New Release Review - Hadewijch
Directed by: Bruno Dumont
Starring: Julie Sokolowski, Yassine Salime, Karl Sarafidis
Kicked out of a convent for being too pious (a nun describes her as being a "caricature of religion"), Sokolowski returns to Paris where she is manipulated into carrying out a subway bombing by a group of muslim men.

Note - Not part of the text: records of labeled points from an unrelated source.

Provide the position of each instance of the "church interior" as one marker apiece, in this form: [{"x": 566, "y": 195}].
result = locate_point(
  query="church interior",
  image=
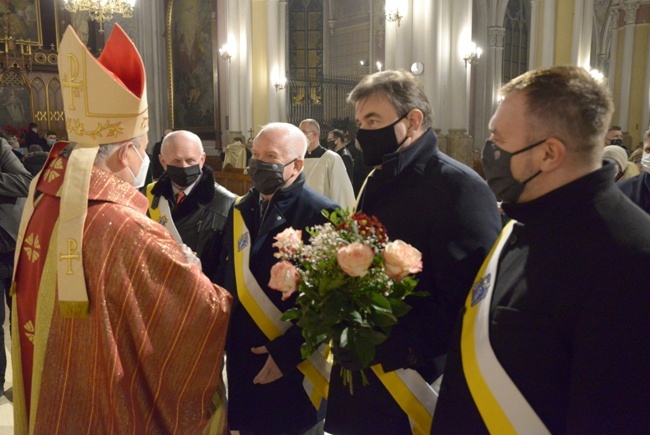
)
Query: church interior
[{"x": 224, "y": 68}]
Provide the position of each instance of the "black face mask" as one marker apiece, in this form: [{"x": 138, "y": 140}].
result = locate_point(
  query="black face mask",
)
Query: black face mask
[
  {"x": 267, "y": 177},
  {"x": 183, "y": 177},
  {"x": 375, "y": 144},
  {"x": 496, "y": 165}
]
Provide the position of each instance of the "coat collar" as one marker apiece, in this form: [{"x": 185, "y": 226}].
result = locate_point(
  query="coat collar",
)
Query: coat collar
[
  {"x": 395, "y": 163},
  {"x": 571, "y": 199}
]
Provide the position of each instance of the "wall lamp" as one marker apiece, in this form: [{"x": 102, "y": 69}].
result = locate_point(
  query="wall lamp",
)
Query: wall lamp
[
  {"x": 225, "y": 52},
  {"x": 473, "y": 56},
  {"x": 393, "y": 15},
  {"x": 280, "y": 85}
]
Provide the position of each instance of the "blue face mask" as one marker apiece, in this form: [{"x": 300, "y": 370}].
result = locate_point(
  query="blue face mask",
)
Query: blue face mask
[
  {"x": 267, "y": 177},
  {"x": 496, "y": 165}
]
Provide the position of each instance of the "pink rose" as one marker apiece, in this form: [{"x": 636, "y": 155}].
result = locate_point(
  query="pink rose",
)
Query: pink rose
[
  {"x": 401, "y": 259},
  {"x": 355, "y": 258},
  {"x": 285, "y": 278},
  {"x": 288, "y": 241}
]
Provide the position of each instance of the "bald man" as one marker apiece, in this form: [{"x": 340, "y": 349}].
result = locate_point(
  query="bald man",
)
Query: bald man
[
  {"x": 187, "y": 200},
  {"x": 324, "y": 169},
  {"x": 266, "y": 392}
]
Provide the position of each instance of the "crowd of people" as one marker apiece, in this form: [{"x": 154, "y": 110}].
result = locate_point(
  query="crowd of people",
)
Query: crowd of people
[{"x": 127, "y": 306}]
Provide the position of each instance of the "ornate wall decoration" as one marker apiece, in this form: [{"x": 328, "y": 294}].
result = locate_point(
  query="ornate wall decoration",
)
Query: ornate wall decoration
[{"x": 189, "y": 44}]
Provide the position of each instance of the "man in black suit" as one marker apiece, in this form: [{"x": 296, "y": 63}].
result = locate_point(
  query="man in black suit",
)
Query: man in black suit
[
  {"x": 554, "y": 332},
  {"x": 266, "y": 392},
  {"x": 156, "y": 166},
  {"x": 446, "y": 211}
]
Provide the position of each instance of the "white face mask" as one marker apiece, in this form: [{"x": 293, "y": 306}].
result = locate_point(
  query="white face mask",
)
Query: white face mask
[
  {"x": 645, "y": 161},
  {"x": 138, "y": 180}
]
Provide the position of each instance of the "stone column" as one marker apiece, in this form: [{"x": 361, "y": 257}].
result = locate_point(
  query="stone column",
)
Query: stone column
[
  {"x": 495, "y": 62},
  {"x": 626, "y": 69},
  {"x": 149, "y": 20},
  {"x": 613, "y": 52},
  {"x": 548, "y": 38}
]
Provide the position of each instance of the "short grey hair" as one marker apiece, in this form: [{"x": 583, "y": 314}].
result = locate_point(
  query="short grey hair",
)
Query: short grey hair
[
  {"x": 170, "y": 137},
  {"x": 402, "y": 89},
  {"x": 295, "y": 139}
]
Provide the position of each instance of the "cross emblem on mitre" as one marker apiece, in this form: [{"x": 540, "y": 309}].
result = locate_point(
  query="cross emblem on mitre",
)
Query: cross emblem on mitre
[{"x": 69, "y": 79}]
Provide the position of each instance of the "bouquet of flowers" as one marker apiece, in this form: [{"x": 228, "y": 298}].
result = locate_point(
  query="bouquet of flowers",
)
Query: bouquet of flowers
[{"x": 352, "y": 282}]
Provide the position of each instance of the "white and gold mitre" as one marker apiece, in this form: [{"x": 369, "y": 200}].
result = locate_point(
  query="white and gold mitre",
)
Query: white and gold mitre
[
  {"x": 105, "y": 99},
  {"x": 105, "y": 102}
]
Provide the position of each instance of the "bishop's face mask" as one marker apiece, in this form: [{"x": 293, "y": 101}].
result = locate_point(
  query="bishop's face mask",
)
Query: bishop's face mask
[
  {"x": 496, "y": 165},
  {"x": 375, "y": 144},
  {"x": 183, "y": 177},
  {"x": 267, "y": 177}
]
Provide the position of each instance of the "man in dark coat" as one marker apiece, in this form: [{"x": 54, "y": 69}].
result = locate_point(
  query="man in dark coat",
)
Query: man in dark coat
[
  {"x": 265, "y": 389},
  {"x": 196, "y": 207},
  {"x": 447, "y": 212},
  {"x": 156, "y": 166},
  {"x": 14, "y": 186},
  {"x": 554, "y": 333},
  {"x": 638, "y": 188},
  {"x": 32, "y": 137}
]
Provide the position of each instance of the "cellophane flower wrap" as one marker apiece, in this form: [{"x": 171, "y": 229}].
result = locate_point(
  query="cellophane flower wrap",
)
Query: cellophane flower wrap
[{"x": 351, "y": 283}]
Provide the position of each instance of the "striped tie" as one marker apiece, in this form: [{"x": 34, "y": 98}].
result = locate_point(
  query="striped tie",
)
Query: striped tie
[{"x": 179, "y": 197}]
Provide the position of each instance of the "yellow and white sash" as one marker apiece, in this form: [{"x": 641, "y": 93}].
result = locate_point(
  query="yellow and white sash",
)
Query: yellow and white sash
[
  {"x": 269, "y": 318},
  {"x": 502, "y": 406},
  {"x": 163, "y": 214},
  {"x": 414, "y": 395}
]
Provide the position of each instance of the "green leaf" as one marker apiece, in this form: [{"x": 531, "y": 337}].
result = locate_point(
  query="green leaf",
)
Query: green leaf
[
  {"x": 400, "y": 308},
  {"x": 291, "y": 314},
  {"x": 382, "y": 319},
  {"x": 380, "y": 300}
]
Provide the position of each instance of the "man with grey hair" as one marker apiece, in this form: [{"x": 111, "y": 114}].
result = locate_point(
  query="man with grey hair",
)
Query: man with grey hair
[
  {"x": 324, "y": 169},
  {"x": 554, "y": 337},
  {"x": 266, "y": 392},
  {"x": 638, "y": 188},
  {"x": 187, "y": 200},
  {"x": 447, "y": 212},
  {"x": 102, "y": 292}
]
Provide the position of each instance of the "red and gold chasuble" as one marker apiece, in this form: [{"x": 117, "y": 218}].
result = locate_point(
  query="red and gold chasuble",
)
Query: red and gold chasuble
[{"x": 148, "y": 357}]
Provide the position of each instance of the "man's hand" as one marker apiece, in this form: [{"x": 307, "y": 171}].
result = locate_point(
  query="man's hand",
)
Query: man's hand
[
  {"x": 270, "y": 372},
  {"x": 190, "y": 256}
]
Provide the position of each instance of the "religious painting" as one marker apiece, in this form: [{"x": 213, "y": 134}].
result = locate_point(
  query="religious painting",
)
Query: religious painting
[
  {"x": 23, "y": 19},
  {"x": 191, "y": 63},
  {"x": 15, "y": 106}
]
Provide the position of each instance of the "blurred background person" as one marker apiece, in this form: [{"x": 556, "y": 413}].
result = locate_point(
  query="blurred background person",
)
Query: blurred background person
[{"x": 625, "y": 169}]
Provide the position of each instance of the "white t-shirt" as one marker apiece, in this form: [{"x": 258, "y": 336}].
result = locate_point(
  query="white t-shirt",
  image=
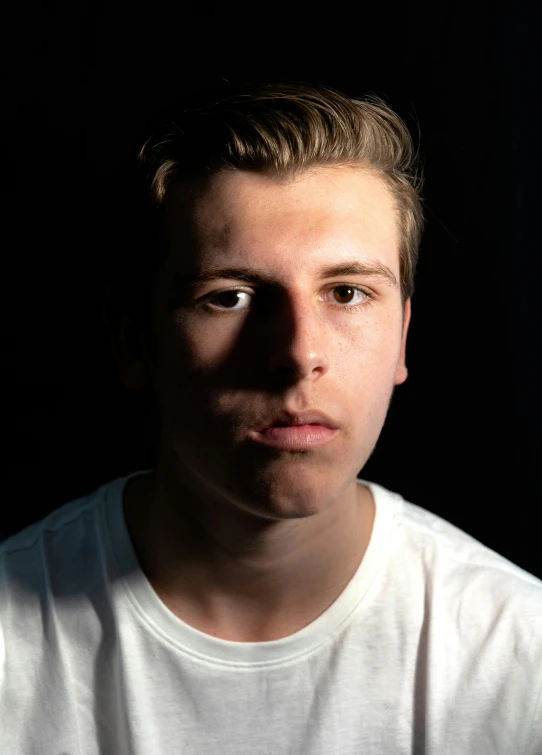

In recent times, French cinema has split into two distinct camps; lavish, beautifully shot tourist board movies set in the rolling hills of the wine valleys, and gritty pieces which utilise the grim urban landscape of the north. Dumont exists somewhere in between, tackling ugly subject matter yet shooting it in a stunningly colourful fashion. In contrast to this visual professionalism is his casting of non-actors, imagine Ken Loach meets Kubrick. There's a shot in this film that sums Dumont up, set in a tower-block apartment in a rundown Parisian suburb. The view of Paris from this point is one which would be the envy of the middle and upper classes residing in the city below.
All this visual splendor can't hide the ugliness of Dumont's intent. By claiming to attack religion he has made the most lavish party political broadcast the French National Front could ever dream of. I'm all for having a go at religion but when you target a minority faith it's just plain bullying. The idea that a bunch of Muslims would go out of their way to corrupt a Catholic girl is just too hard to swallow. Dumont is preying on middle-class Christian paranoia because he knows if the protagonist were a young Islamic girl mainstream audiences wouldn't be interested. It's a French take on how Hollywood treats minorities. Ever notice how any movies about the black struggle are always from the point of view of whites? Almost a half century later and we haven't had a Martin Luther King movie, heaven forbid Hollywood would show blacks actually achieving something on their own. Likewise the only major production about the holocaust is about a Gentile saving Jewish lives.
It's ironic that in a film about a young girl being exploited by men, Dumont has his lead perform a ridiculously gratuitous nude scene. Perhaps this is why he casts amateurs?
This is a very technically accomplished movie and Sokolowski is a revelation in her debut but the sheer bigotry made it hard for me to appreciate.